Peter Wishart MP: Don't risk a football 'Team GB'

10th March 2009

Highlighting his debate in Westminster Hall, SNP MP Peter Wishart outlines the case against creating a single British football team for the 2012 Olympics.


One day I will never forget was the day of my Hampden baptism, which took place on May 2, 1972.

Scotland was playing England in the old home internationals and I will never forget how the whole of the south side of Glasgow reverberated to the Hampden roar. It was a great day, only slightly marred by Alan Ball coming from nowhere to score the only goal and win the game for England.

The Scottish international football team unites the nation like nothing else in our country. Our job as football-supporting legislators must be to do absolutely nothing that would threaten this, even inadvertently. At all times the precautionary principle must be deployed.

We have to give no hint of a precedent that may be used against us in the future.

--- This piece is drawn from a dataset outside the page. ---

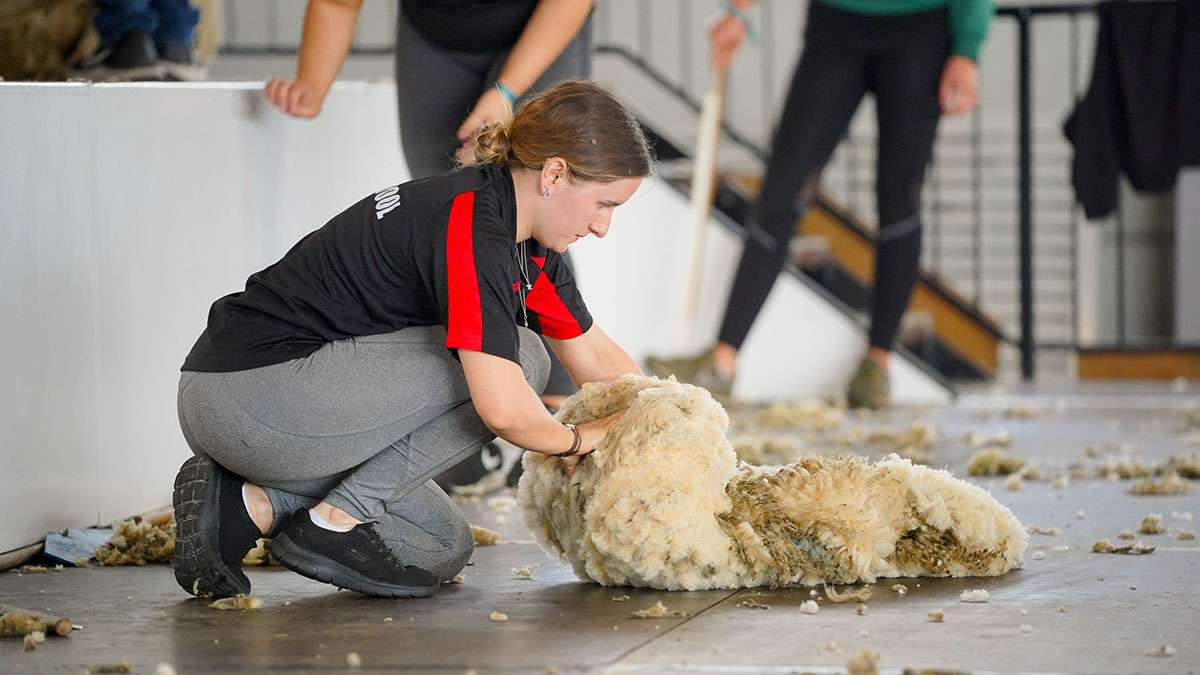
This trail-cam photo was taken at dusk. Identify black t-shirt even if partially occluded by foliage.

We must give absolutely no excuse to those envious and unhappy about our separate status as a national football side, and we must give no comfort to those who already complain about our generous arrangements in the UK.

In proposing a 'Team GB' football team for the 2012 Olympics, the government is doing the exact opposite. They are setting a precedent and they are giving the excuse to others to question our separate arrangements. They should simply just stop.

I can imagine a future FIFA board, under pressure from emerging nations, asking why it is possible for the teams of the UK to merge for the Olympics but not for the World Cup?

Proponents of a 'Team GB' say that there are assurances from FIFA that any arrangement for the Olympics would not affect our independent standing. That is only binding, however, on this current FIFA board, not the next, or the one after that.

Sepp Blatter, current FIFA president, also recently candidly admitted that any Team GB would, of course, "jeopardise" our separate standings.

Football is not a big deal in the Olympics, it is contested by only under-23s, it does not involve the current stars and is a bit of a side show in the Olympics.

Why should we undermine our independent status for an almost 'non-competition' which is next to meaningless in international football?

If the UK wants football participation in London, then let all the home nations compete. This is what happened in London in 1908.

This is surely the sensible way forward that would do nothing to threaten our teams. Its time for the government to get on the right side on this issue.